Selasa 06 Nov 2018 05:11 WIB

Sebab dan Alasan Yusril Akhirnya Merapat ke Jokowi-Ma'ruf

Yusril telah resmi ditunjuk sebagai pengacara pasangan Jokowi-Ma'ruf.

Rep: Rizkyan Adiyudha, Dedy Darmawan Nasution, Antara/ Red: Andri Saubani
Ketua  Umum Partai Bulan Bintang Yusril Ihza  memberikan sambutan  saat acara Pengundian Nomor Urut Peserta Pemilu 2019 di Kantor KPU, Jakarta, Ahad (18/2).
Foto: Republika/Iman Firmansyah
Ketua Umum Partai Bulan Bintang Yusril Ihza memberikan sambutan saat acara Pengundian Nomor Urut Peserta Pemilu 2019 di Kantor KPU, Jakarta, Ahad (18/2).

REPUBLIKA.CO.ID, Partai Bulan Bintang (PBB) hingga kini belum menentukan arah dukungan di Pilpres 2019, meski ketua umumnya, Yusril Ihza Mahendra kerap melempar kode bahwa dirinya akan mendukung pasangan capres nomor urut 01, Joko Widodo (Jokowi)-Ma'ruf Amin. Terkini, ia baru saja menerima tawaran menjadi pengacara Jokowi-Ma'ruf di Pilpres 2019.

"Dengan menerima ini, mudah-mudahan saya bisa menyumbangkan sesuatu agar pilpres dan pemilu serentak kali ini berjalan fair, jujur dan adil dan semua pihak menaati aturan-aturan hukum yang berlaku," kata Yusril menjelaskan alasannya menerima tawaran menjadi pengacara Jokowi-Ma'ruf, Senin (5/11).

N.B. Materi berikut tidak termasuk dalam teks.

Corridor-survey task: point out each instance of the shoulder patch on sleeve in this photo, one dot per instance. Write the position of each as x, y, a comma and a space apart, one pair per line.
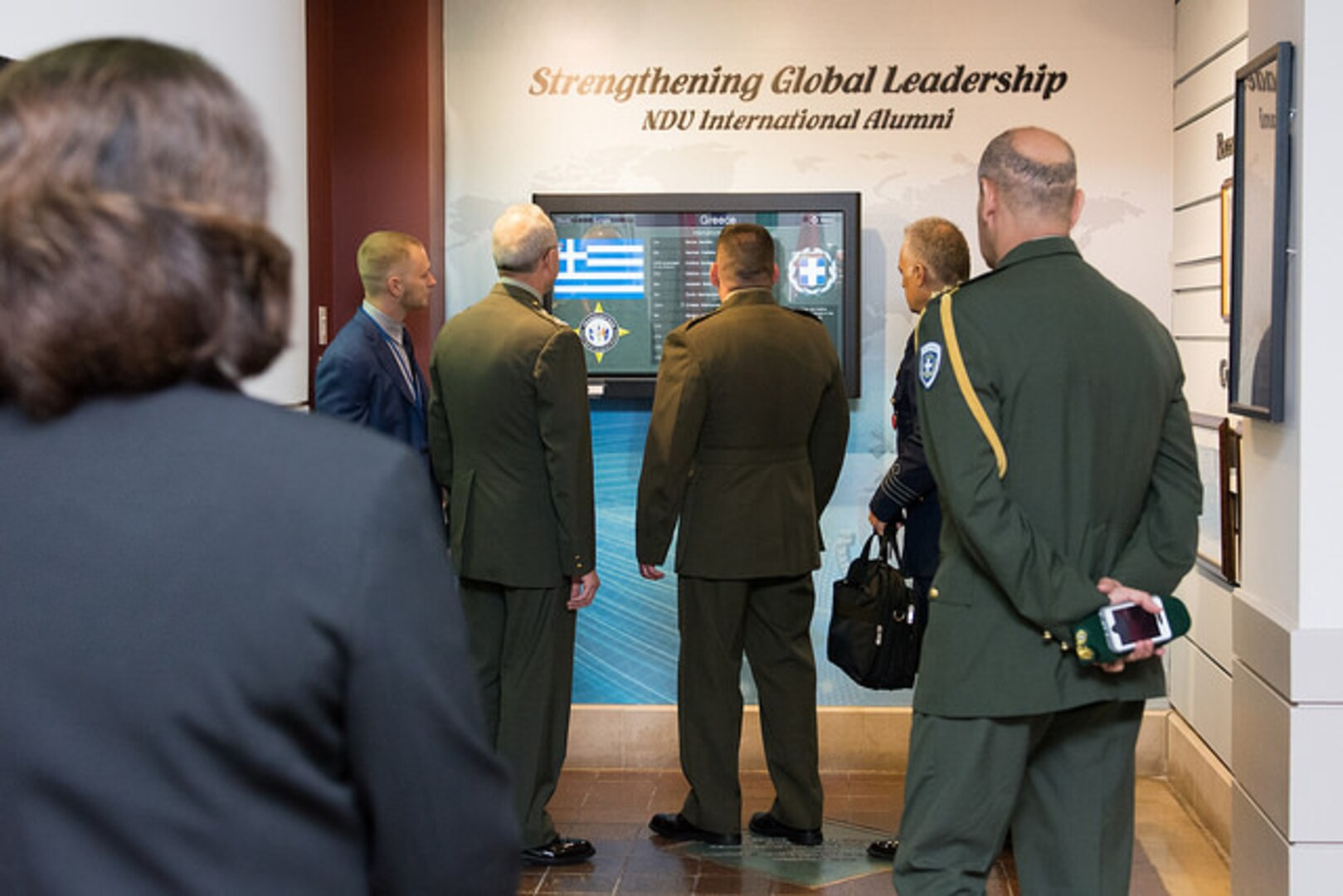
930, 363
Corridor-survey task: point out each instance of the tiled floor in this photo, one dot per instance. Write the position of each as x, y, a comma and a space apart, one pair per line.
611, 809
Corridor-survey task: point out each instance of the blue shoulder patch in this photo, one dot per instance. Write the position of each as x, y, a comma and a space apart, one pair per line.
930, 362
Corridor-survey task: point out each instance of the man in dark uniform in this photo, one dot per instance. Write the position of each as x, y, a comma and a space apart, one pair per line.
746, 442
512, 446
1056, 427
932, 258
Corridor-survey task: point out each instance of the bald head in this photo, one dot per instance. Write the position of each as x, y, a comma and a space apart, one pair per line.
1028, 188
1034, 171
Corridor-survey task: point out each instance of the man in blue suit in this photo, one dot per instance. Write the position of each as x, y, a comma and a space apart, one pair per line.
368, 373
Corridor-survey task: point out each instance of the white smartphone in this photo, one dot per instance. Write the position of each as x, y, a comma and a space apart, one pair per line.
1127, 624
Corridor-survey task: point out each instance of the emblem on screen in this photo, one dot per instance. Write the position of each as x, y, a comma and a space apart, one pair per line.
811, 270
599, 332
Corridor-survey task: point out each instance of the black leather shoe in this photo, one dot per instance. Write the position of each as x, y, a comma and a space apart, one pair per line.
562, 850
767, 825
673, 825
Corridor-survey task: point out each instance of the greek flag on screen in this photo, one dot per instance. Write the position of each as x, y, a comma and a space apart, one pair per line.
602, 269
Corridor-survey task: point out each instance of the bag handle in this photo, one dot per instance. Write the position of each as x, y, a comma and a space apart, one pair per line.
888, 548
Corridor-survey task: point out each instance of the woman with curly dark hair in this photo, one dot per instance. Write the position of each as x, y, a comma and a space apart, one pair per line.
231, 659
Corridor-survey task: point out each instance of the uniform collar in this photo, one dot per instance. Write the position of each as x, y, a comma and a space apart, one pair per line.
1039, 247
750, 296
523, 292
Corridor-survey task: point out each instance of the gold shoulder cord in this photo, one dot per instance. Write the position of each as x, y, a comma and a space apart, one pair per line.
967, 390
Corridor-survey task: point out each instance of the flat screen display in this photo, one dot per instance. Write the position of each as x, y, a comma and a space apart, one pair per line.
634, 266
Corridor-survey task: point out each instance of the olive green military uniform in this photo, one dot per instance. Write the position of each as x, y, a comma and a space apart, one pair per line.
1097, 477
746, 442
511, 442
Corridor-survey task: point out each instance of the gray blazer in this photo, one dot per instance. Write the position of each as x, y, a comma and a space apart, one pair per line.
232, 661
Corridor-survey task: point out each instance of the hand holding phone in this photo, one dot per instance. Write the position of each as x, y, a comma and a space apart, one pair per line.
1127, 624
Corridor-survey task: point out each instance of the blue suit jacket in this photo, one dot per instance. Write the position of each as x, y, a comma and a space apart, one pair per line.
358, 379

Pengukuhan Yusril Ihza Mahendra sebagai pengacara Jokowi-Ma'ruf berawal saat pertemuan dirinya dengan Ketua TKN KIK Erick Thohir di Hotel Mulia, Jakarta, belum lama ini. Saat itu, Erick menanyakan kepastian dari Yusril untuk menjadi kuasa hukum paslon 01. Yusril kemudian menyetujui tawaran tersebut.

Yusril berdalih, keberpihakannya itu sebenarnya adalah pada hukum dan keadilan. Sehingga, dia mengatakan, jika ada hak-hak Jokowi dan Ma’ruf yang dilanggar, dihujat, dicaci dan difitnah, dirinya tentu akan melakukan pembelaan dan menunjukkan fakta-fakta yang sesungguhnya atau sebaliknya, agar segala sesuatunya dapat diletakkan pada proporsi yang sebenarnya.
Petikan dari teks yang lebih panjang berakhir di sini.